Our biggest area of activity is the work we’re doing in connection with a new electronic health record, which is a unified electronic patient chart. If, for example, you’re at the Jewish General Hospital and you get discharged to one of our CIUSSS’s long-term care facilities, it’s often hard to send all of your medical information to that facility. Having a single unified platform is going to be a major upgrade for our clinicians because they’ll be getting an improved tool to help them gain routine access to information. This, in turn, will result in better care and outcomes for patients.

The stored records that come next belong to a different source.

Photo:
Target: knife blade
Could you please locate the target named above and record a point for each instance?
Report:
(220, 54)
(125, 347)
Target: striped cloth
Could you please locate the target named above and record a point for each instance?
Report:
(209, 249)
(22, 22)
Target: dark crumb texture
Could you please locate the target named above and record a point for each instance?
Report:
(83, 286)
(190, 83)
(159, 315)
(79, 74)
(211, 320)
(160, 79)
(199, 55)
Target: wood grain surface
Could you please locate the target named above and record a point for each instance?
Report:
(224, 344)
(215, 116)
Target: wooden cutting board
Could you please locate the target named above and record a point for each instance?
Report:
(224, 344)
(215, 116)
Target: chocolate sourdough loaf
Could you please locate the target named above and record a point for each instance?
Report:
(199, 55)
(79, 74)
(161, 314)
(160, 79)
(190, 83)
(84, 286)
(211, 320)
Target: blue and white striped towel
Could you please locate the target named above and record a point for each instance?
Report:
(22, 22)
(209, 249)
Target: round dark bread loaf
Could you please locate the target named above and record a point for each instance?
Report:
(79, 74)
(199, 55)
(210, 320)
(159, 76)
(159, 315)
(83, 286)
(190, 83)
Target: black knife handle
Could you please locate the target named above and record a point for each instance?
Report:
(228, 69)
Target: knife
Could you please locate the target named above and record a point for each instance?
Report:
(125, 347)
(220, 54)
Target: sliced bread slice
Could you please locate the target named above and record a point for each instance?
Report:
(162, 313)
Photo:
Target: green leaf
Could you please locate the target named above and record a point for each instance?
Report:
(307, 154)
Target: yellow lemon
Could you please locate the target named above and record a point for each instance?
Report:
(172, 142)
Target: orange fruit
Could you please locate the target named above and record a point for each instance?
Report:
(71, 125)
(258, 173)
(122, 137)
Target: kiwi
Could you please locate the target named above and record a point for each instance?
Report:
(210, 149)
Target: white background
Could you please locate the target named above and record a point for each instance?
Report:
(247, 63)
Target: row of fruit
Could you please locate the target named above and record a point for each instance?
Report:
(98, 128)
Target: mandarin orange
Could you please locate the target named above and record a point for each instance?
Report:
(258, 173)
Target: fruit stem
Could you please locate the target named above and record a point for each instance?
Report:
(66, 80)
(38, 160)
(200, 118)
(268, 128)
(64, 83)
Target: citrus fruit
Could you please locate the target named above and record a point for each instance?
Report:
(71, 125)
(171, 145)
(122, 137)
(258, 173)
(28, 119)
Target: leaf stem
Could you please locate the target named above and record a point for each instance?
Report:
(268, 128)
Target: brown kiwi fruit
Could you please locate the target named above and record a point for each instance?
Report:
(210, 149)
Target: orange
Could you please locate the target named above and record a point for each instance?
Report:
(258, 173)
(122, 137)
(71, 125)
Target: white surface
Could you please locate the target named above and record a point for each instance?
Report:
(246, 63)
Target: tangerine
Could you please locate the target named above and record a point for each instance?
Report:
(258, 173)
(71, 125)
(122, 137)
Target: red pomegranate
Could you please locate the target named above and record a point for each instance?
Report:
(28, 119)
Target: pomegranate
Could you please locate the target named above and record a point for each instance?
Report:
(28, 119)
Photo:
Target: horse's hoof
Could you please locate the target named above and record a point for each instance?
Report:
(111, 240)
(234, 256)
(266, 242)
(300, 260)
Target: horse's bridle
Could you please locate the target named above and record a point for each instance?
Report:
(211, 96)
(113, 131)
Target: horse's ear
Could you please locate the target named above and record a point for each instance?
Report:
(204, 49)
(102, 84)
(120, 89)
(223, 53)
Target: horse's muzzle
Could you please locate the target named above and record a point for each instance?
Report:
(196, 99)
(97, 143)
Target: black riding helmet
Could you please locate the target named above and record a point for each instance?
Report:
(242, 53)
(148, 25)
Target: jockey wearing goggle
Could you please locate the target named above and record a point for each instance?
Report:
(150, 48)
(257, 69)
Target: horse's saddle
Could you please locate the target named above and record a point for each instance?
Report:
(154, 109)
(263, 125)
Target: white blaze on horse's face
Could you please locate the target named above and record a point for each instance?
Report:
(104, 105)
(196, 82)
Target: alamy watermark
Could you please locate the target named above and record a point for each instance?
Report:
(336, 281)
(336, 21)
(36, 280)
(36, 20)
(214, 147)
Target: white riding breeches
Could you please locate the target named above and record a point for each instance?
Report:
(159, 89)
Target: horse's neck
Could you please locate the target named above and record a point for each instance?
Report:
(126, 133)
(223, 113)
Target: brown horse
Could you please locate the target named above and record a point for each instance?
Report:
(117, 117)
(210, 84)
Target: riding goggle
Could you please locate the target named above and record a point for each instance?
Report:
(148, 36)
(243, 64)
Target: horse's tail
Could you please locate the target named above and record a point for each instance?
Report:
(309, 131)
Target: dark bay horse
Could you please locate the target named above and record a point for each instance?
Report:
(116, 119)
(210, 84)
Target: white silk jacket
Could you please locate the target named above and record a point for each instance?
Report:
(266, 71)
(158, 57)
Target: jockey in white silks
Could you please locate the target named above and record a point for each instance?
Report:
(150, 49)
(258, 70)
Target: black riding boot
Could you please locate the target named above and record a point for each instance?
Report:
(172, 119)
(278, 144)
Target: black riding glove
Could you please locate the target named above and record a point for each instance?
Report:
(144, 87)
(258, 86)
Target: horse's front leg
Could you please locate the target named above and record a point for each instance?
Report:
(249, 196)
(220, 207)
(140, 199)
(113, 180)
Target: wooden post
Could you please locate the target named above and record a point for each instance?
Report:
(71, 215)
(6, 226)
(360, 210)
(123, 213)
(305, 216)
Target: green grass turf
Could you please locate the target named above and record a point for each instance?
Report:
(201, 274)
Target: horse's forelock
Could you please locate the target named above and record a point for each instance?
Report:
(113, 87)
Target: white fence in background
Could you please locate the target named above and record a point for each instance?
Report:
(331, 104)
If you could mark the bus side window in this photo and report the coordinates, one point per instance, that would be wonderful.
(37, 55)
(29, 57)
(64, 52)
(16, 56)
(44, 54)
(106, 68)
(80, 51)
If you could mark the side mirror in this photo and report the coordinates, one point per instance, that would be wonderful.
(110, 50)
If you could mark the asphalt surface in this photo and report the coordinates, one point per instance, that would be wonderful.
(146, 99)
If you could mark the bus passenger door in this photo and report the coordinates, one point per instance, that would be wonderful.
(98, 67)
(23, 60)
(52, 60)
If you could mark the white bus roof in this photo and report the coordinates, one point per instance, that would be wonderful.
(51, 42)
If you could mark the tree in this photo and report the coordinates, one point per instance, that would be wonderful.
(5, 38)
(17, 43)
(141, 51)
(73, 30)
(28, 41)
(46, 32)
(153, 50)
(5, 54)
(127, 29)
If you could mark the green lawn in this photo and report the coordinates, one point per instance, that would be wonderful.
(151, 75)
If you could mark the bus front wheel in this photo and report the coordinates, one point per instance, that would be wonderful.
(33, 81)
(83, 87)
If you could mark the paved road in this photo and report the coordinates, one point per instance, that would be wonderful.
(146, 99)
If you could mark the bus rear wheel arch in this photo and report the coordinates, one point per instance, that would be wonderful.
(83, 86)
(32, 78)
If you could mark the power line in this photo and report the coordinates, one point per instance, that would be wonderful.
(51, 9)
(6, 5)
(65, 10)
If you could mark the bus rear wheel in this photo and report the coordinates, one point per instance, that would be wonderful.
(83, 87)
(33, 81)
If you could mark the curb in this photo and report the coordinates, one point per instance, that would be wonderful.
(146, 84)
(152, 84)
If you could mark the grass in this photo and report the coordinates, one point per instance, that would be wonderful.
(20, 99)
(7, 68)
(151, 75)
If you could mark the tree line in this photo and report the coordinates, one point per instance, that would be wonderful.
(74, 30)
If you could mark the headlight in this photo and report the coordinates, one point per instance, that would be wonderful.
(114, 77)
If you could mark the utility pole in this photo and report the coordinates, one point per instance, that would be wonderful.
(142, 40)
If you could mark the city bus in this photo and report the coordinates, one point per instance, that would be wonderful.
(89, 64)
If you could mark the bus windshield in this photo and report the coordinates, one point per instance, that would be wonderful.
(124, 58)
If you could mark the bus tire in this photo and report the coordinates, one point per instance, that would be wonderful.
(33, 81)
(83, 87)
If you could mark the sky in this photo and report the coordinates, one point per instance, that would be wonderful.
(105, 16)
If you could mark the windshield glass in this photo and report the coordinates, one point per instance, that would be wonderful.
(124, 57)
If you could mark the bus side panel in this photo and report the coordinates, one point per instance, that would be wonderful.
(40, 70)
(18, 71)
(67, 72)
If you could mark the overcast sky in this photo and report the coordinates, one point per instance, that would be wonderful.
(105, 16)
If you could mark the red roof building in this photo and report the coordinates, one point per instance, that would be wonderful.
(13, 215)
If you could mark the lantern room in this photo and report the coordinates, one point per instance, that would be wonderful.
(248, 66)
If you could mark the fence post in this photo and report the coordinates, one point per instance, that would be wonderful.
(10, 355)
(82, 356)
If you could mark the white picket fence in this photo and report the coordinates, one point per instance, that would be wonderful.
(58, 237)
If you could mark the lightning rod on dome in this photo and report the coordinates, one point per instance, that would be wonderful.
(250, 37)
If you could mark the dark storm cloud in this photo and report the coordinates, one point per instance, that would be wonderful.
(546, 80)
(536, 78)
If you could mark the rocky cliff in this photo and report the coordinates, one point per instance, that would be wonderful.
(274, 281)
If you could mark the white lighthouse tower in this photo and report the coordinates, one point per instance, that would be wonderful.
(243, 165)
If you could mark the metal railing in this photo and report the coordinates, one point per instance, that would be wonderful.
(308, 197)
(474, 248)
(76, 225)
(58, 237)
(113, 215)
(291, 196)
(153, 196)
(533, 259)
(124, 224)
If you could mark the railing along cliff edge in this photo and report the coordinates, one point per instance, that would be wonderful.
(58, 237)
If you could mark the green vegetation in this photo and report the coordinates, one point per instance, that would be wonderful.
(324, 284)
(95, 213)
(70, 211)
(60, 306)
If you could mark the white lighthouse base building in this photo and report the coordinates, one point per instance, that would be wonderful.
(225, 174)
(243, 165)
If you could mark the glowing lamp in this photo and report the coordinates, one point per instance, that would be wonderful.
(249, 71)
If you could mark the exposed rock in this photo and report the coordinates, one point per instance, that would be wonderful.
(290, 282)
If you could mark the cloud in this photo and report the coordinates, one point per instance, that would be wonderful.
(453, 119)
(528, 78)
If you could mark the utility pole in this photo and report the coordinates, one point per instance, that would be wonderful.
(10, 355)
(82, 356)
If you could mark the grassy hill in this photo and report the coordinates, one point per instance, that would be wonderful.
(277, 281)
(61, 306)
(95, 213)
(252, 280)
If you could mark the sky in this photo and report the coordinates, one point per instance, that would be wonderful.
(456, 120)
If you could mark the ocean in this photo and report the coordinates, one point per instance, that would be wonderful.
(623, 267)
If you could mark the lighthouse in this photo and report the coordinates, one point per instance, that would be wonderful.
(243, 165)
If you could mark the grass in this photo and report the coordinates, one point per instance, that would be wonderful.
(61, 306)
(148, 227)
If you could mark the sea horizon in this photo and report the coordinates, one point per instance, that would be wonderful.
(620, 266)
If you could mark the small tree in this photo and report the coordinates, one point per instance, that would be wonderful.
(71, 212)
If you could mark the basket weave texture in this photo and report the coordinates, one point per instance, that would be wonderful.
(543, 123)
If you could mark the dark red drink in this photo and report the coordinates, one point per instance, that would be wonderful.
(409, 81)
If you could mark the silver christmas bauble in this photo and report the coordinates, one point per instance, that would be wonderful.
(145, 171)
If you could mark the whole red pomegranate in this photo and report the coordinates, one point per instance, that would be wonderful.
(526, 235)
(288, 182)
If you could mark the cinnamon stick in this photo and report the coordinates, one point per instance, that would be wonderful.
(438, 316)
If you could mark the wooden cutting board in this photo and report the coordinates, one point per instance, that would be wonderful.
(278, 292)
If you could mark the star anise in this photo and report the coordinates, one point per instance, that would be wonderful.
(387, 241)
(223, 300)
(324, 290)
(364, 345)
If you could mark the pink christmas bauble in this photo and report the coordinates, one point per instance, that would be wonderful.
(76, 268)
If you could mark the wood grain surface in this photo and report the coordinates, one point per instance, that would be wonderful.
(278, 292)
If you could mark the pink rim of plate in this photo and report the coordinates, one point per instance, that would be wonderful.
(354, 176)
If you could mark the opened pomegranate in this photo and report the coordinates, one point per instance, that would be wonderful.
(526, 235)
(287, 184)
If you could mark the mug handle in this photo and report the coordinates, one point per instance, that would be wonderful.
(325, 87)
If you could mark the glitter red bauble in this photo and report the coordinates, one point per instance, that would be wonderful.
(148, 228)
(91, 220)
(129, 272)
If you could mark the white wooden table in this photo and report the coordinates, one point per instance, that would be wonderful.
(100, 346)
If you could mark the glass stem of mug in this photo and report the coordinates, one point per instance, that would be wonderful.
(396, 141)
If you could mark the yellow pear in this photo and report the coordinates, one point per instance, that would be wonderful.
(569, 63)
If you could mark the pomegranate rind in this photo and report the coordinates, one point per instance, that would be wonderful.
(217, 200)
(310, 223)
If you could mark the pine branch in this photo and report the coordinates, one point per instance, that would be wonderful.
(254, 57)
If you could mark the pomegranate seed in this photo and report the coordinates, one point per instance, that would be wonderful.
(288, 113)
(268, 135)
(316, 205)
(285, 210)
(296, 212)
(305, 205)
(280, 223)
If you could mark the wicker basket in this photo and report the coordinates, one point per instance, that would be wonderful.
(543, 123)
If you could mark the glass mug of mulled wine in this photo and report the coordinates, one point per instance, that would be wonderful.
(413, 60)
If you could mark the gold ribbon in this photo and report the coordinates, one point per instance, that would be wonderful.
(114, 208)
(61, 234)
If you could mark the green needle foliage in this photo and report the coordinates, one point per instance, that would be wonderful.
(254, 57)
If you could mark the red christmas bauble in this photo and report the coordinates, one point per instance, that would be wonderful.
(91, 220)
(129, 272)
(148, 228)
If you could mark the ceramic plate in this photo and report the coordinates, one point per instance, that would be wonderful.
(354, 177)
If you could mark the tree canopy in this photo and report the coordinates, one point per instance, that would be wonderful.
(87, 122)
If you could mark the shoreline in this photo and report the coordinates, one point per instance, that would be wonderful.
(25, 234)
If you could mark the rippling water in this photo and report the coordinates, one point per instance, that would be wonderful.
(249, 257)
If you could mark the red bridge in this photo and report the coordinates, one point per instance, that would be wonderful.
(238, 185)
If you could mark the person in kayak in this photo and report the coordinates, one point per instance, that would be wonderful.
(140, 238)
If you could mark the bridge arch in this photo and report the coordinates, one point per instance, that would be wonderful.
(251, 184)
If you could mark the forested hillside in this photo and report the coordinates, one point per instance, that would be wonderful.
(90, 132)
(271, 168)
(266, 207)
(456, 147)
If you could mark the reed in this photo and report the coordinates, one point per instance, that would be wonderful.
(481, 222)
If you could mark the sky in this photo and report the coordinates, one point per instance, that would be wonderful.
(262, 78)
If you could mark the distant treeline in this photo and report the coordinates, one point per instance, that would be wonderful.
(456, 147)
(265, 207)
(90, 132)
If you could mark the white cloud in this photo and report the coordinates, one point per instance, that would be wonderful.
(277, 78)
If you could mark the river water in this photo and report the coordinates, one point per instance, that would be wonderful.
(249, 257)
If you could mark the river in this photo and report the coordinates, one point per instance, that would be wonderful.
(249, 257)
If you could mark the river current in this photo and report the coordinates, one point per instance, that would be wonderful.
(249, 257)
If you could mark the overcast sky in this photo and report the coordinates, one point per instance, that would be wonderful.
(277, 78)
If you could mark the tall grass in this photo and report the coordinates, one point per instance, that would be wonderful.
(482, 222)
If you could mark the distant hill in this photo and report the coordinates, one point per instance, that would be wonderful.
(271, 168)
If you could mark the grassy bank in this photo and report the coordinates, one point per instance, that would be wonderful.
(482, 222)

Data is another area we’re focusing on. Whenever we try to analyze what’s happening at any particular moment within the JGH, a great deal of manual effort is required in order to pluck the specific information that we need from a mountain of data. This happens both with internal process analysis as well as the quality reporting that we share with the Ministry of Health and Social Services. With a more modern system that harmonizes the data from all sources, we’ll be able to get more advanced and predictive analytics that can identify and locate the patients who could derive the greatest benefit from particular services. At the same time, by using these new tools, we can get a bird’s-eye view of activities throughout the JGH and gain a better sense of how to increase efficiency.

How can more digital healthcare products be brought to market successfully?

Danina Kapetanovic

Danina Kapetanovic, Chief Innovation Officer and Head of OROT, the Connected Health Innovation Hub of CIUSSS West-Central Montreal

The healthcare system should have services and products that correspond to the needs of patients and healthcare staff. What we’re seeing in the market right now is a huge uptick in investment and in the creation of digital health technologies. Unfortunately, very few of them have made a significant difference to health care.

The creation of innovative digital health technologies begins with an idea, which is tested and developed, and then commercialized. The process ends when the innovation—often in the form of a new tool or product—arrives in the hands of users, who may be clinicians, patients or caregivers. However, the journey to the marketplace can be very treacherous: More than 95% of companies fail in the course of trying to serve the healthcare sector.

That’s where a healthcare facility like the JGH has a role to play. Who better to understand and provide a context for the kind of technology that needs to be developed? For this reason, we’ve opened ourselves up to collaboration with external researchers and entrepreneurs, who are allowed into our setting to work with a wide spectrum of patients and healthcare staff. By gaining clear insight into the real problems and obstacles, they can devise more useful and relevant products that lead to better patient care.

In order to shelter the projects resulting from these collaborations, we have created the Connected Health Innovation Hub, OROT (illumination in Hebrew). Basically, it’s a way to identify problems and then foster collaboration among industry and researchers. Our objective is to ensure that the next generation of digital health products will be of value to patients and healthcare staff alike, while transforming health care itself for the better.

The JGH Foundation has been our essential partner, having provided OROT with an initial push and then helping to set it up. Moving forward, the goal is to strengthen and expand this program, so that it will be self-sustaining and self-financing.